The United Nations health agency WHO launched the first global monitoring system for dementia.
This initiative is expected to affect 152 million people worldwide by 2050 – triple the current 50 million – amid the aging of the global population.
Dementia includes Alzheimer’s disease and other types of memory loss and cognitive disabilities.
Nearly 10 million people develop dementia each year, six million of them in low- and middle-income countries.
The Global Dementia Observatory, a web-based platform, launched by WHO, can track progress on the provision of services for people with dementia and for those who care for them, both within countries and globally.
It will also monitor the presence of national policy and plans, risk reduction measures and infrastructure for providing care and treatment.

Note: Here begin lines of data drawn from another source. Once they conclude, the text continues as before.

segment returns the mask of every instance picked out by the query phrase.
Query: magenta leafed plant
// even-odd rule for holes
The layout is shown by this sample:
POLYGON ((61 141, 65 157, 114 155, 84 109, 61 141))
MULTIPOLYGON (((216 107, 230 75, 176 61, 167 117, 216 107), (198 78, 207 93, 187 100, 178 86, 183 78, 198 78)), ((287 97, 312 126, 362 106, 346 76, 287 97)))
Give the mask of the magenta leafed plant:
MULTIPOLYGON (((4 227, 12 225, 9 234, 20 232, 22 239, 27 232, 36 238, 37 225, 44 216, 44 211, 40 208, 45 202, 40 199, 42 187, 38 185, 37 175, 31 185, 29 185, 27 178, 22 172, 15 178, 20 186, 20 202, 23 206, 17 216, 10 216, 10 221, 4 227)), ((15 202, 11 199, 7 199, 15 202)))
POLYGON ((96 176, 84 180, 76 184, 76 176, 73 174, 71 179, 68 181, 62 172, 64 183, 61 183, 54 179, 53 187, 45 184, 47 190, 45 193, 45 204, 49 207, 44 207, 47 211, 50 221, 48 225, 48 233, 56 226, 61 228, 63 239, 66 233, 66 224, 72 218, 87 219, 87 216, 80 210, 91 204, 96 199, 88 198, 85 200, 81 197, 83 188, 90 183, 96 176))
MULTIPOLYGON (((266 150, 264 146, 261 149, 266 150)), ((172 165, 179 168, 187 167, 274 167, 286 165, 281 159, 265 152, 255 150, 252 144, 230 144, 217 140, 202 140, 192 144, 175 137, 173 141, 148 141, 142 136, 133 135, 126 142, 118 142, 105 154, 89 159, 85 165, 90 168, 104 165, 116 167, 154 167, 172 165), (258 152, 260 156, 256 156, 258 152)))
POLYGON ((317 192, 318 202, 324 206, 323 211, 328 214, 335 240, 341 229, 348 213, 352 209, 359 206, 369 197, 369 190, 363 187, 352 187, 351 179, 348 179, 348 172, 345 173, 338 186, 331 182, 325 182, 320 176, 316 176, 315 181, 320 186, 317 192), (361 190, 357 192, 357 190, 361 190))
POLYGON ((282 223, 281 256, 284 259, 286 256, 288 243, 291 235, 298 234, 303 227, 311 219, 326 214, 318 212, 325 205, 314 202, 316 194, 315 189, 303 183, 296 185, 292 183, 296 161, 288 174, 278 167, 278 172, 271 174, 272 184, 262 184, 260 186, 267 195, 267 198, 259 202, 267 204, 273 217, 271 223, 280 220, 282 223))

WHO says the annual global cost of dementia is estimated at $818 billion, equivalent to more than one per cent of global gross domestic product. The total cost includes direct medical costs, social care and loss of income of caregivers.

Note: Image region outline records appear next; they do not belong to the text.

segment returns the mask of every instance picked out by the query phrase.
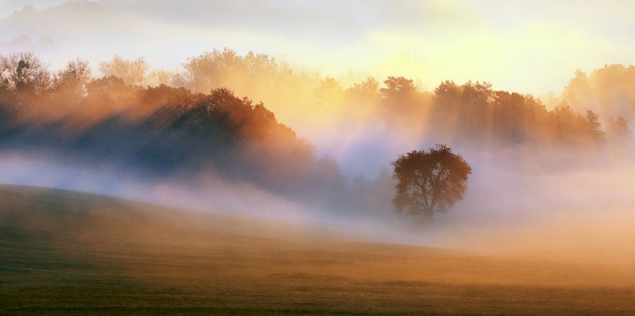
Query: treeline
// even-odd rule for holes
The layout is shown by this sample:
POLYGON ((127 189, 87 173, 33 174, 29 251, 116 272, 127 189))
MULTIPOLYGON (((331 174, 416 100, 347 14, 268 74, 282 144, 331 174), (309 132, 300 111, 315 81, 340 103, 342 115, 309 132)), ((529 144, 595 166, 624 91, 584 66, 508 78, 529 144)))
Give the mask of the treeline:
POLYGON ((51 71, 32 53, 0 56, 0 147, 47 149, 147 176, 190 178, 209 170, 286 196, 365 209, 390 207, 382 206, 392 194, 389 174, 347 181, 337 163, 320 157, 274 112, 307 128, 377 124, 422 142, 476 146, 586 150, 631 138, 633 66, 579 72, 548 107, 488 83, 445 81, 426 92, 389 77, 344 87, 266 55, 229 49, 183 66, 171 73, 115 56, 95 78, 79 59, 51 71))

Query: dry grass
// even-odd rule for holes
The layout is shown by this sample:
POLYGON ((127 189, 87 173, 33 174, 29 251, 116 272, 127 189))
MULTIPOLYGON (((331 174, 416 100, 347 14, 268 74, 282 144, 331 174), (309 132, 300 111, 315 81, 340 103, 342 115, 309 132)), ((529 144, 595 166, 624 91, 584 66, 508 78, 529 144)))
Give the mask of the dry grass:
POLYGON ((635 267, 0 188, 0 314, 635 315, 635 267))

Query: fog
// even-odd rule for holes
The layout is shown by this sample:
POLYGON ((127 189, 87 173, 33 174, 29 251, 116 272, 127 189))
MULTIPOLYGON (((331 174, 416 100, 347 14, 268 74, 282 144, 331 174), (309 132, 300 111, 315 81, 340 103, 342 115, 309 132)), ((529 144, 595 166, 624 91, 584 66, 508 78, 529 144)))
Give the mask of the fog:
POLYGON ((0 182, 106 194, 183 212, 331 227, 368 241, 550 260, 633 262, 635 164, 630 152, 575 162, 568 157, 564 160, 571 162, 557 164, 504 150, 464 154, 474 170, 466 198, 425 227, 409 224, 390 209, 381 216, 334 213, 249 183, 219 180, 212 172, 188 182, 143 181, 125 170, 50 154, 4 152, 0 182))

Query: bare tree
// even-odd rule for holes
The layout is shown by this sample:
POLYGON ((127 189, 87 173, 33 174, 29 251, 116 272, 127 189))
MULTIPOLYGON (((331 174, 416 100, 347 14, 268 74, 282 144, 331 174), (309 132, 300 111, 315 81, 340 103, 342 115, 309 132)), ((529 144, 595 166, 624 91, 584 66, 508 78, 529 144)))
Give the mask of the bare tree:
POLYGON ((37 93, 49 87, 48 67, 32 52, 0 56, 0 78, 8 89, 37 93))
POLYGON ((124 59, 115 54, 112 59, 99 63, 99 71, 104 76, 114 75, 129 85, 142 85, 146 80, 150 66, 145 59, 124 59))

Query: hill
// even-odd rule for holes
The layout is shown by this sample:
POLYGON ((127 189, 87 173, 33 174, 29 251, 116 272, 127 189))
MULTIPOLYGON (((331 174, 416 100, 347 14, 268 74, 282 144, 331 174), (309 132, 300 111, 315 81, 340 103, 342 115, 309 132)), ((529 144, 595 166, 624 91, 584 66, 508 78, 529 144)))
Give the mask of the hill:
POLYGON ((0 187, 1 315, 633 315, 634 275, 0 187))

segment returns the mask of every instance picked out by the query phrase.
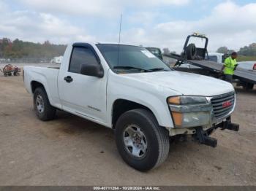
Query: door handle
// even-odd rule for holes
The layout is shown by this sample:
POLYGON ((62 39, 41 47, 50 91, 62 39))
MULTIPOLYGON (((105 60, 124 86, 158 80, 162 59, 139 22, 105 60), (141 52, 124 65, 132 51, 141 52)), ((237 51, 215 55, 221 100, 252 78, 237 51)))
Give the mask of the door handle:
POLYGON ((67 77, 64 77, 64 80, 65 80, 67 82, 70 83, 71 82, 73 81, 73 79, 72 78, 72 77, 67 76, 67 77))

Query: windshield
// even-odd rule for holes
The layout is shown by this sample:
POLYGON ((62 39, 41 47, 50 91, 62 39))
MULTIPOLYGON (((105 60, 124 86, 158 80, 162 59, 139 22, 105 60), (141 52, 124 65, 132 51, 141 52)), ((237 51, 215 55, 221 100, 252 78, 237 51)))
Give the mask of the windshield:
POLYGON ((116 72, 171 71, 165 63, 143 47, 114 44, 97 44, 97 46, 116 72))

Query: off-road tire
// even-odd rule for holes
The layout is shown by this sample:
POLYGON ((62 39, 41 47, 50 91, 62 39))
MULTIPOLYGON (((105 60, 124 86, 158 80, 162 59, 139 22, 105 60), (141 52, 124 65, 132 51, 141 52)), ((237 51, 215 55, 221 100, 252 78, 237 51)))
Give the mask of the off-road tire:
POLYGON ((34 92, 34 109, 38 118, 42 121, 51 120, 55 117, 56 109, 50 105, 43 87, 37 87, 34 92), (43 100, 44 111, 42 112, 39 112, 37 107, 36 102, 38 96, 40 96, 43 100))
POLYGON ((168 155, 168 131, 159 126, 154 114, 148 110, 136 109, 124 113, 117 120, 115 136, 118 150, 123 160, 138 171, 146 171, 159 165, 168 155), (124 131, 131 124, 139 126, 146 138, 147 151, 143 158, 132 156, 124 144, 124 131))

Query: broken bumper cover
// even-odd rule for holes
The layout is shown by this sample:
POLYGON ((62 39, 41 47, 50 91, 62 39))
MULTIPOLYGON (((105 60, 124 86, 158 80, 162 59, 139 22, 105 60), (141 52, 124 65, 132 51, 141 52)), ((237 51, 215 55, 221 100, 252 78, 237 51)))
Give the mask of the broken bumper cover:
POLYGON ((199 127, 195 128, 196 133, 193 135, 193 136, 195 139, 200 144, 211 146, 212 147, 216 147, 217 146, 217 139, 210 137, 209 135, 211 135, 211 133, 217 128, 221 128, 222 130, 228 129, 230 130, 238 131, 239 125, 233 123, 230 120, 226 120, 225 122, 222 122, 217 125, 213 126, 206 130, 203 130, 201 127, 199 127))

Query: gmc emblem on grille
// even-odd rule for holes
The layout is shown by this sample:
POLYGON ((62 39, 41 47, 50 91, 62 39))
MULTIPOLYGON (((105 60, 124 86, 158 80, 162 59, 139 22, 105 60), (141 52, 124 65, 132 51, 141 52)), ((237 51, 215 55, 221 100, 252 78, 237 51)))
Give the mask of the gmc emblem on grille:
POLYGON ((223 108, 225 108, 225 107, 228 107, 232 105, 232 103, 230 101, 225 101, 222 103, 222 107, 223 108))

By 2030, the cost is expected to more than double, to $2 trillion, a cost that could undermine social and economic development and overwhelm health and social services, including long-term care systems.
To date, WHO has collected data from 21 countries. By the end of 2018, it is expected that 50 countries will be contributing data.
Of the countries reporting data so far, 81 per cent have carried out a dementia awareness or risk reduction campaign, 71 per cent have a plan for dementia, 71 per cent provide support and training for caregivers and 66 per cent have a dementia-friendly initiative.
All of these activities are recommended by WHO in the Global action plan on the public health response to dementia 2017-2025.
The Plan provides a comprehensive blueprint for action that can be taken by policy-makers, health- and social-care providers, civil society organizations and people with dementia and their caregivers.